Five years ago, that ratio was 1-to-1, IEA Executive Director Fatih Birol said in a statement, noting that the standout is solar, “which is set to overtake the amount of investment going into oil production for the first time.”
The numbers come from a recent IEA report on world energy investments, which looked at the investment picture in 2022 and the landscape for 2023. In total, about $2.8 trillion is set to be invested in energy across the globe by the end of this year, and more than $1.7 trillion of that is anticipated to go toward “clean technologies,” including not just renewable power plants and energy grids but also electric vehicles, storage solutions, low-emissions fuels, and heat pumps.
The rest of it, more than $1 trillion, is expected to go to coal, gas, and oil. That’s still a massive amount, though a movement to divest from fossil fuels has gained steam in recent years, taking trillions away from fossil fuel projects. The IEA notes that events like Russia’s invasion of Ukraine and the passing of the Inflation Reduction Act in the U.S. have also heightened concerns over energy security and fossil fuel use while boosting support for clean energy.
Still, fossil fuel investment—and use—is higher than what climate goals allow for: Coal demand hit an all-time high in 2022, and coal investment so far this year is on track to reach almost six times the levels planned for 2030, according to the IEA’s Net Zero Emissions by 2050 Scenario.
One reason for the increase in clean energy investments may be tied to decreasing costs.

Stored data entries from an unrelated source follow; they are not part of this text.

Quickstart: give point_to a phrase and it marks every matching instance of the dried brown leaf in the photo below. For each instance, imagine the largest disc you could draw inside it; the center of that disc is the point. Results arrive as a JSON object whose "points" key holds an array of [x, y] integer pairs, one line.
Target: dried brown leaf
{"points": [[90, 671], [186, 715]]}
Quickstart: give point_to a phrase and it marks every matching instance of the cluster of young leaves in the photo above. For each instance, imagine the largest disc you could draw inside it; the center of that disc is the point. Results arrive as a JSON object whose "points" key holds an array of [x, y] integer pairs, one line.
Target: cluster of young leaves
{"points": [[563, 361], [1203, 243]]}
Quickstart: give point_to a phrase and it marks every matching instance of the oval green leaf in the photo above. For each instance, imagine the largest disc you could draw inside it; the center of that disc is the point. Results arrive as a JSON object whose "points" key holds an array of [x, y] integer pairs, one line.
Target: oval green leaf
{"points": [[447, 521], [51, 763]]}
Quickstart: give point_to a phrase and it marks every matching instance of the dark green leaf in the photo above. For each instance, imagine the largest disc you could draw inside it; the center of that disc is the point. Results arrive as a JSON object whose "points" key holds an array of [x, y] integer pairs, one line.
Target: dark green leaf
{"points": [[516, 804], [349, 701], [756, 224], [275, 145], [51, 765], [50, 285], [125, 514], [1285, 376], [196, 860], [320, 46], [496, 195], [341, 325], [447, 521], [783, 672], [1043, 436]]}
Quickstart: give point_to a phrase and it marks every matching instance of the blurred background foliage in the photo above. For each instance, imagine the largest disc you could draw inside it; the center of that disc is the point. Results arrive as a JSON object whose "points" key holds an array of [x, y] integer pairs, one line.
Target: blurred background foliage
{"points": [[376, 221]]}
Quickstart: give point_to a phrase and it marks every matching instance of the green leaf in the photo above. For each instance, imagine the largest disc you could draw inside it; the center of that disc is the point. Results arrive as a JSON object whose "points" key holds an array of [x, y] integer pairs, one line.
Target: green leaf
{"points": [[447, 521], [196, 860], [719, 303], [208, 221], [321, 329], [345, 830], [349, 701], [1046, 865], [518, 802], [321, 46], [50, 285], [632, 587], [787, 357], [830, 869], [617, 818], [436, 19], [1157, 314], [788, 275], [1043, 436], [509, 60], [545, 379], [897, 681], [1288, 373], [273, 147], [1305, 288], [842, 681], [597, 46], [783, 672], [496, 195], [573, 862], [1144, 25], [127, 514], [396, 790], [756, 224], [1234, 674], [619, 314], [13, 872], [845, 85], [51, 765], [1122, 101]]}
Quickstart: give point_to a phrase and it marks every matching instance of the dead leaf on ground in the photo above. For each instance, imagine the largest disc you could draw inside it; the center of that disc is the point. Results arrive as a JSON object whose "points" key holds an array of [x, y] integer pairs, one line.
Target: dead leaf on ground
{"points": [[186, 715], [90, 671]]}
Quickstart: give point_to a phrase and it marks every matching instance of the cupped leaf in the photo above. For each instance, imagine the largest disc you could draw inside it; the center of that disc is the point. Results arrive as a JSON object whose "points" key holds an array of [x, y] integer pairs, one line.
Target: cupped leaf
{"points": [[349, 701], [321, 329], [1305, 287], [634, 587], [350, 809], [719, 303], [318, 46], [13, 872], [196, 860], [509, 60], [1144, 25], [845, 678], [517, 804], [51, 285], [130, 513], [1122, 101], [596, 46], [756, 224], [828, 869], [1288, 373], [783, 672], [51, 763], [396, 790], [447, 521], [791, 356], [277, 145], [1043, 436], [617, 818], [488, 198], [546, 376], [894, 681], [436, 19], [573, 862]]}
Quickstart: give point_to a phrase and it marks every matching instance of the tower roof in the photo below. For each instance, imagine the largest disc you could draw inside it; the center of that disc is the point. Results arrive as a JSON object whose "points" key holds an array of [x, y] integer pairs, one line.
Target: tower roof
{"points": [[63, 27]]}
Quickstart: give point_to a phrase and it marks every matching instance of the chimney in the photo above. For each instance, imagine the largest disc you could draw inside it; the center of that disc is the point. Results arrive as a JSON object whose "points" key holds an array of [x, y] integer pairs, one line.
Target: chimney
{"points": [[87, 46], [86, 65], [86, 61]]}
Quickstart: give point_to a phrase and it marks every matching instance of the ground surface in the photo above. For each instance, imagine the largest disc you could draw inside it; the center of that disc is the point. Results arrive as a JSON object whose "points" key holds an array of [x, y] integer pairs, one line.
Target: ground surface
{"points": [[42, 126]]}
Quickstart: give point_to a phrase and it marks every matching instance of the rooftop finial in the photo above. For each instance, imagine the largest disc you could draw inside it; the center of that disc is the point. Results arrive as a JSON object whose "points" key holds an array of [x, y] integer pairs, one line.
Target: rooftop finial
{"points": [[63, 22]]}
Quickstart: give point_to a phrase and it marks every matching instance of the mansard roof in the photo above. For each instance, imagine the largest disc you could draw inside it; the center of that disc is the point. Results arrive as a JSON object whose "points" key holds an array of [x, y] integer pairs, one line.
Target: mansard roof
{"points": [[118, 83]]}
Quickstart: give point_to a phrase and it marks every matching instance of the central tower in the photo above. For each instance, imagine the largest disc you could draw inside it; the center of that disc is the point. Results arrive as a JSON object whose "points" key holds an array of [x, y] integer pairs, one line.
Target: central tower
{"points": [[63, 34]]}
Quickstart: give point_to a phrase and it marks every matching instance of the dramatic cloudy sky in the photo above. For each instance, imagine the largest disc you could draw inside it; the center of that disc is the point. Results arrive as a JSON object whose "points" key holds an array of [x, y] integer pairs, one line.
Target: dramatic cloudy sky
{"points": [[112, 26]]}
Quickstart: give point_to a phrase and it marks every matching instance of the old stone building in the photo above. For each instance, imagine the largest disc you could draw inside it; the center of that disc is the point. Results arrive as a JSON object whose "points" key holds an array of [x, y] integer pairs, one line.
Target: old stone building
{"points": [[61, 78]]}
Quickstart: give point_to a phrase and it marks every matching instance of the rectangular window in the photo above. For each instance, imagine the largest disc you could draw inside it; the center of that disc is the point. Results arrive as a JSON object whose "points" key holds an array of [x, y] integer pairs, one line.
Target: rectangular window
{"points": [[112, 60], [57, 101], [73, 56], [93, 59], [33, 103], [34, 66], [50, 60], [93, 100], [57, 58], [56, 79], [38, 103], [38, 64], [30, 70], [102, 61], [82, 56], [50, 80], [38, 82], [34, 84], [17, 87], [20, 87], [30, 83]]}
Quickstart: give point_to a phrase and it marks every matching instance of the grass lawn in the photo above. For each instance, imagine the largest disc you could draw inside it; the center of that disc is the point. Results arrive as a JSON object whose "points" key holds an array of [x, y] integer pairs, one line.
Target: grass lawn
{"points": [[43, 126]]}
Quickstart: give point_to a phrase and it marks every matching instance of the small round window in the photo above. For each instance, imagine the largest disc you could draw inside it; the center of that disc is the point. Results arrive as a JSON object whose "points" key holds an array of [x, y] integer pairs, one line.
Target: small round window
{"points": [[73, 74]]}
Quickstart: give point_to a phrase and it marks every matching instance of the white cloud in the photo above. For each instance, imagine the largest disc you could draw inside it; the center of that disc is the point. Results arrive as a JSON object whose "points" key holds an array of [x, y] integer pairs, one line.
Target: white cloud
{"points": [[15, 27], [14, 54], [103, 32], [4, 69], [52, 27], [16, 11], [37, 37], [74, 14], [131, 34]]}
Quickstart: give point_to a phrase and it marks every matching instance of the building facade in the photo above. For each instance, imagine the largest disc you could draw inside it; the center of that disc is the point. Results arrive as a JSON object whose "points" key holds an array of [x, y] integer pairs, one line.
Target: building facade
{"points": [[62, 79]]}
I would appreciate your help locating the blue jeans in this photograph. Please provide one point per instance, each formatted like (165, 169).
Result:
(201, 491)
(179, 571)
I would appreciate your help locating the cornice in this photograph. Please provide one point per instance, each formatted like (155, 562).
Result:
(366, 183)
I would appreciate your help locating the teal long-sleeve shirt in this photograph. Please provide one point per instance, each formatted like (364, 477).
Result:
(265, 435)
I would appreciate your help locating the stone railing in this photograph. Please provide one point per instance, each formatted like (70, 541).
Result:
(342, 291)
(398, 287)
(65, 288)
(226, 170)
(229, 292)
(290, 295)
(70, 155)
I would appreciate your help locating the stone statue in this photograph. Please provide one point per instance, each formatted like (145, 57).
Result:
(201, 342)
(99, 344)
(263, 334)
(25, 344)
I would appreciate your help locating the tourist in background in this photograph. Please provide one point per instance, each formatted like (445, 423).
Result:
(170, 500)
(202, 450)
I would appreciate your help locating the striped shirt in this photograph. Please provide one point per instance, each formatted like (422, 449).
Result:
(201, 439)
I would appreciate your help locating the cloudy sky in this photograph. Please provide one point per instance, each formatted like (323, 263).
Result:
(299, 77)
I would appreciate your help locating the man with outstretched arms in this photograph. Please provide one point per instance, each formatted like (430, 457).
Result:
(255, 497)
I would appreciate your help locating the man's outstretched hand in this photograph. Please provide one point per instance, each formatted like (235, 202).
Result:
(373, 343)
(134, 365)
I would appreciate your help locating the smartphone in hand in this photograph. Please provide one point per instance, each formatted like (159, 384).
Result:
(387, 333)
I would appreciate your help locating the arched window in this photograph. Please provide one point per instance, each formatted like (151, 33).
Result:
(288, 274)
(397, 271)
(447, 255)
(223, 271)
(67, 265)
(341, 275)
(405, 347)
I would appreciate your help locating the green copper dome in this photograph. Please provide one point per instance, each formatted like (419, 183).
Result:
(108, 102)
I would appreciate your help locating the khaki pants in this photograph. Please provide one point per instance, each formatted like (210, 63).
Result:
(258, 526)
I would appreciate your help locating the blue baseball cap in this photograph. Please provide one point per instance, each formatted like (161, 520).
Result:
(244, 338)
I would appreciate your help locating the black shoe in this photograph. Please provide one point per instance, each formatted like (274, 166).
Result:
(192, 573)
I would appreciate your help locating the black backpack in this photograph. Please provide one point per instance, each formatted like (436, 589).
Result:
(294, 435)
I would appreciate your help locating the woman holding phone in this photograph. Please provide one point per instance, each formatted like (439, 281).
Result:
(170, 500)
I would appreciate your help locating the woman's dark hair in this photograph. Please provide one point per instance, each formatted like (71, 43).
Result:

Between 2009 and 2019, the price of solar dropped 89%, and the price of onshore wind dropped 70%. Meanwhile, electricity from a new coal plant became 177% more expensive than electricity from new solar panels.
Clean energy prices are expected to keep declining. However, higher interest rates, the cost of capital, and “financially strained utilities” are holding clean energy investments back in many countries, according to the IEA. “Much more needs to be done by the international community,” the agency writes, “especially to drive investment in lower-income economies where the private sector has been reluctant to venture.”